To guarantee the correct generation of the reference signals and to meet the demands regarding the operation boundaries with respect to voltage amplitude and frequency values required by standards, the grid-connected converters need an accurate and fast detection of the phase angle, amplitude and frequency of the utility voltage. As a consequence, a new voltage monitoring algorithm including an offset rejection technique was proposed in this thesis. Additionally, the discrete implementation of the algorithm was given.
The estimation of the grid impedance can be used by the control of numerous gridconnected systems, such as active filters, islanding detection techniques, non-linear current controllers including hysteresis and predictive control, detection of the operation mode (on-grid or off-grid) of a DPGS, etc.
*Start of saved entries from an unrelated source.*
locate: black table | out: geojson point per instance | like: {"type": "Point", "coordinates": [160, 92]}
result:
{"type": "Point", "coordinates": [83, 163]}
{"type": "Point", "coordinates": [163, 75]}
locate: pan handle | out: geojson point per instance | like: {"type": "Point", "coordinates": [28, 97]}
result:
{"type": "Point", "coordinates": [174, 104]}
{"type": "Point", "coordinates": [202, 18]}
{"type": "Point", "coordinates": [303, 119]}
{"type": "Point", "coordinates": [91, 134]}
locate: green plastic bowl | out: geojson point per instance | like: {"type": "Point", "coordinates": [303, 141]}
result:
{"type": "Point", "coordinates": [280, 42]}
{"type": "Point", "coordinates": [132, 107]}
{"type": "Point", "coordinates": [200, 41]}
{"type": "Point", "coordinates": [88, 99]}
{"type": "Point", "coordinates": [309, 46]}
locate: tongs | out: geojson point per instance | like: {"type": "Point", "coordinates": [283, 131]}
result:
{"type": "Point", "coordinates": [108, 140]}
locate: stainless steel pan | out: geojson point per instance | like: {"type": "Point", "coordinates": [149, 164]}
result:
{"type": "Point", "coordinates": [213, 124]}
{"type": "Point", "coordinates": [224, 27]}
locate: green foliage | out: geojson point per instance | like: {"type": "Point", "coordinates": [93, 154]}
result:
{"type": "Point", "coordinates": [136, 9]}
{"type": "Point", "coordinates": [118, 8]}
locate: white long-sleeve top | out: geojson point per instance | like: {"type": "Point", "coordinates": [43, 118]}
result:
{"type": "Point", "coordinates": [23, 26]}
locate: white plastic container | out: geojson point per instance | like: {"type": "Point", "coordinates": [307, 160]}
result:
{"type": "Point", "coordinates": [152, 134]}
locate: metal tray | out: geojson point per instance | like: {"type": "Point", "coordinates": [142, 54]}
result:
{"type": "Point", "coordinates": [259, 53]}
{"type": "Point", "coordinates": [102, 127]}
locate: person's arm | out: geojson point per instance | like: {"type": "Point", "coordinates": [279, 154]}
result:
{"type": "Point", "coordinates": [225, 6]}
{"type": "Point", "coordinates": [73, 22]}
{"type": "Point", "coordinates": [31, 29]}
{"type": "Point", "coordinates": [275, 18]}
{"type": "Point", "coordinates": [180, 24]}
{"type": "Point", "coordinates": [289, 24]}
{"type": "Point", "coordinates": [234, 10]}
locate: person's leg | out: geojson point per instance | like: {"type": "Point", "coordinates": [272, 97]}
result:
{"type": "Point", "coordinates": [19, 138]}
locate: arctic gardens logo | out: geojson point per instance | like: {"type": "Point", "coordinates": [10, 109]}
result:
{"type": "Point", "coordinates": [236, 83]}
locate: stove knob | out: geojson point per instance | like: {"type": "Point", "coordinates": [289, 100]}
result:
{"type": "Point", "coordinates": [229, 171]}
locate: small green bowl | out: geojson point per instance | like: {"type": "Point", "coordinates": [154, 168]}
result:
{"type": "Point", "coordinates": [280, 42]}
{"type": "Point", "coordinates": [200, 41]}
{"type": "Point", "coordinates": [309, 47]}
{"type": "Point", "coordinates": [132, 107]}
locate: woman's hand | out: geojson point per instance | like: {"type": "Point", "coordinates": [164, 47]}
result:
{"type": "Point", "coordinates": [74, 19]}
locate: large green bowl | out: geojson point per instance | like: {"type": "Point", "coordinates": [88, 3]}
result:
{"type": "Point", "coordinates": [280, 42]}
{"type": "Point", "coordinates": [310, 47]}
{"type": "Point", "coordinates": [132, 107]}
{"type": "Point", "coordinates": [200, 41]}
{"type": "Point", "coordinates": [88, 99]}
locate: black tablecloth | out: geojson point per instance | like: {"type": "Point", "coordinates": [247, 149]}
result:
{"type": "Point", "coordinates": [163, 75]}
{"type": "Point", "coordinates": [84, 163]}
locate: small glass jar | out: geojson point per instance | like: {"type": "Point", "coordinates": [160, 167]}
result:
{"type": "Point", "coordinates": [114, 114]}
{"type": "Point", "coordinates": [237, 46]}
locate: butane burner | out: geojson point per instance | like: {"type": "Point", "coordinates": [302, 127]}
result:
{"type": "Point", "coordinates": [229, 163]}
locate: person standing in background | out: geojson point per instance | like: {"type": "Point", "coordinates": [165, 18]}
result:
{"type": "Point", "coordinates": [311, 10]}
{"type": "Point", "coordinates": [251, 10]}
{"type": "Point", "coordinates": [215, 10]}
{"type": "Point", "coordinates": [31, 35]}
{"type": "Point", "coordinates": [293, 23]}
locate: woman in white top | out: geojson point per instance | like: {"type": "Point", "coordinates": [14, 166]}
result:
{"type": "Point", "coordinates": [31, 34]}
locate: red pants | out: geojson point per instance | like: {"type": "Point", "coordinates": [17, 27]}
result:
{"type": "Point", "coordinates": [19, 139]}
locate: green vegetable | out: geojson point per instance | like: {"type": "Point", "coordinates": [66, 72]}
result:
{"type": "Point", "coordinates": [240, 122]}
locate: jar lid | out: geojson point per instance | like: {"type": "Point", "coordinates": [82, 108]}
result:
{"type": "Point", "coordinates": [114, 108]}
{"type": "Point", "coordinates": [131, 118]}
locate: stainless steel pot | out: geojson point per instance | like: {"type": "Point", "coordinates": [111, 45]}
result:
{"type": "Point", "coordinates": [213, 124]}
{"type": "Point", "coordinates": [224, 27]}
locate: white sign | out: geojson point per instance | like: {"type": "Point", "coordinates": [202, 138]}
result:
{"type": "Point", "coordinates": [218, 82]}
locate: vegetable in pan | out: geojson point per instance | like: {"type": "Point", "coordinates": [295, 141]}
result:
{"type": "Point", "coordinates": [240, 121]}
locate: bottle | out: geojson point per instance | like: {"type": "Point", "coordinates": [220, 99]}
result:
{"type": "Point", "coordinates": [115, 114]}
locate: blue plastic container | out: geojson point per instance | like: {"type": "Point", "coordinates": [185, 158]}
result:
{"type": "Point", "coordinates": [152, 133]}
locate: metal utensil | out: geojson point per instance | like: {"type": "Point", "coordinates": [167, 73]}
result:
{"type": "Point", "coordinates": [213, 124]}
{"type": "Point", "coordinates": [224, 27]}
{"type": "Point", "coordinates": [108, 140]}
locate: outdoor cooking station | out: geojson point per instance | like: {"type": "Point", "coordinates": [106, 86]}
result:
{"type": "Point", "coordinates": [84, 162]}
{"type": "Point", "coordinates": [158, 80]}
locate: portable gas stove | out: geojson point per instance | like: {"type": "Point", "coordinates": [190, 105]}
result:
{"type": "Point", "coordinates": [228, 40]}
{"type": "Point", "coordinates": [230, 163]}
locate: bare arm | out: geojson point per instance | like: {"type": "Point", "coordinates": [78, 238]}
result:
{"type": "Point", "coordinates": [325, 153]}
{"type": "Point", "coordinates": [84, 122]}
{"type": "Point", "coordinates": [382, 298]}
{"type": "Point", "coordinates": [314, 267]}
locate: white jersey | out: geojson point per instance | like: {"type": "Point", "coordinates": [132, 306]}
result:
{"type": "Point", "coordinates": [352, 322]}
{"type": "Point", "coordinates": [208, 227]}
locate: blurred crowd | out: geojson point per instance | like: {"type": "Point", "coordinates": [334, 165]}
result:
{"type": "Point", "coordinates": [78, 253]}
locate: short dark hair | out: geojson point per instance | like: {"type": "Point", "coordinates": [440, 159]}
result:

Therefore, estimating the grid impedance can add extra functions into the operation of the grid-connected converters. Hence, three different methods have been developed with relation to the grid impedance estimation. The first method uses the harmonic injection technique; the second method is based on active and reactive power variations and the third proposed method is based on identification techniques.
The islanding detection is an important and necessary safety future of the gridconnected systems to comply with. The islanding should be detected fast in conformity with the standard requirements for the grid interconnection. Accordingly, an accurate and less-disturbing islanding detection algorithm based on PLL technique was developed and tested successfully in this thesis.
The control of a DPGS is mainly designed in accordance with the electrical grid condition at the Point of Common Coupling (PCC). Usually, the parameters of the controllers are tuned for some assumed values of the electrical grid parameters. However, the parameters of the electrical grid such as grid impedance or grid frequency can change. Therefore, the control should be able to follow these changes by using the data provided by the grid condition detection techniques in order to maintain the performance and the robustness of the entire system. Regarding the advance control of DPGS, an active damping technique for grid-connected systems using inductor-capacitorinductor (LCL) filters was proposed in the thesis. The method is based on a notch filter, whose stopband can be automatically adjusted in relation with an estimated value of the grid impedance.